Мы еле переводили дыхание и беспорядочно колотили по воде руками и ногами так, что во все стороны летели брызги. Где-то впереди маячила наша цель: золотистая копна волос Тодора. Он обозвал нас утками! Ничего, мы покажем ему, какие мы утки!
Первым доплыл до него Никитуш-второй, а вслед за ним и я, отстав всего на несколько метров. Последним добрался Милукэ, совсем уже выбившийся из сил: он плыл по-собачьи.
— На поверхности вы держитесь, вижу… — улыбаясь, сказал Тодор. — А теперь поплыли к берегу.

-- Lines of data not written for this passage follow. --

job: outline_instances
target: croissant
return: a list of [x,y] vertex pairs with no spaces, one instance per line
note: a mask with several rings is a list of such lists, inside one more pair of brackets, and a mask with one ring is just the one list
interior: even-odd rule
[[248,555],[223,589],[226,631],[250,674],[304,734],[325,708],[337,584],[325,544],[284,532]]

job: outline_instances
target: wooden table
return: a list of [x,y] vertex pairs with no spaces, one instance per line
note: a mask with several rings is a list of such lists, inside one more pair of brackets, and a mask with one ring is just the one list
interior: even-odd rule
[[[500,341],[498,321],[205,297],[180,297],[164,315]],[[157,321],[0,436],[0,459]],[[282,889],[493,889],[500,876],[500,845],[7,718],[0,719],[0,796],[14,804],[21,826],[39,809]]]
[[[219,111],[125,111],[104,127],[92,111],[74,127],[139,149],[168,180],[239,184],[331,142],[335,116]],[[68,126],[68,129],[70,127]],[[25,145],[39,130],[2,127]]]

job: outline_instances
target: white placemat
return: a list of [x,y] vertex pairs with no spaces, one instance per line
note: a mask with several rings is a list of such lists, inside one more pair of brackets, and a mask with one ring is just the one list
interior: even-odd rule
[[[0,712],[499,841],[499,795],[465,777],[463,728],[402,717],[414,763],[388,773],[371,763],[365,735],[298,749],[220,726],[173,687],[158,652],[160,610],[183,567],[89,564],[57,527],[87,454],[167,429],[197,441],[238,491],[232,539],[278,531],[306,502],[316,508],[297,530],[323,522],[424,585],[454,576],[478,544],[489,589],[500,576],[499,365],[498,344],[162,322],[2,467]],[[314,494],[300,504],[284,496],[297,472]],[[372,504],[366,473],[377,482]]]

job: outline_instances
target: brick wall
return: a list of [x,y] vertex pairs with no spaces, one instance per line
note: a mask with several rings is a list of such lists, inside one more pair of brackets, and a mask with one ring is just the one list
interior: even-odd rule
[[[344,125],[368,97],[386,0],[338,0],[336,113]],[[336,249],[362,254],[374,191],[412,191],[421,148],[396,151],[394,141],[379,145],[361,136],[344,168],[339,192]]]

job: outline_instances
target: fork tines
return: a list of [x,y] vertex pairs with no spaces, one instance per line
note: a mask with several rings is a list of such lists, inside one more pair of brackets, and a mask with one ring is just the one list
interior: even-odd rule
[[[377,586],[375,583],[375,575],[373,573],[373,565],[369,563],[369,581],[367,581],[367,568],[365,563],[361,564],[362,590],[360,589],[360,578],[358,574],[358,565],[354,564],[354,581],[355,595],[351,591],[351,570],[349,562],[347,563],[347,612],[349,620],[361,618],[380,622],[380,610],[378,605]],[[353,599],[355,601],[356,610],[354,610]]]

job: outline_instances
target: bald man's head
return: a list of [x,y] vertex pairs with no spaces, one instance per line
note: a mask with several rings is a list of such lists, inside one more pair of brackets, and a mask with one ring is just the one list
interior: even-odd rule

Мы поплыли обратно рядом, и тут он заявил нам:
— Вы ещё многому должны научиться. Так и знайте, ребята: пока не научитесь хорошо плавать, из лагеря не уедете, — шутливо пригрозил он нам.
На пристани нас ожидал Джелу. Глаза его сияли, он весело кричал нам:
— Классный заплыв! Когда следующий?
Мы не успели ответить, как вмешался Тодор.
— А ты разве не их товарищ? — спросил он и, не дожидаясь ответа, сразу же задал ещё один вопрос: — Ты любишь воду?
— Ещё как!
— Значит, ты не из сахара… Так почему же ты не участвовал в этом классном заплыве?
— Он трус, — выпалил Милукэ, выбивая дробь зубами: сильный озноб начал бить его ещё в воде.
— А разве он сам не может ответить? — снова вмешался Тодор.
Джелу воспрял духом.
— Я… я не умею плавать, — медленно ответил он и, как обычно, покраснел.
— Не умеешь плавать? — удивлённо переспросил Тодор.
«Всё, — подумал я. — «Сахарный» — это ещё цветочки. Теперь, он ему скажет такое!..»
— Плохо, если ты боишься воды. Но это ещё полгоря. Никто ещё не рождался рыбой… даже олимпийский чемпион…
Все засмеялись.
— Вот что: ты приехал в лагерь топором, а уедешь рыбой! — продолжал Тодор, теперь уже совсем серьёзно. — Я не успокоюсь, пока не научу тебя плавать.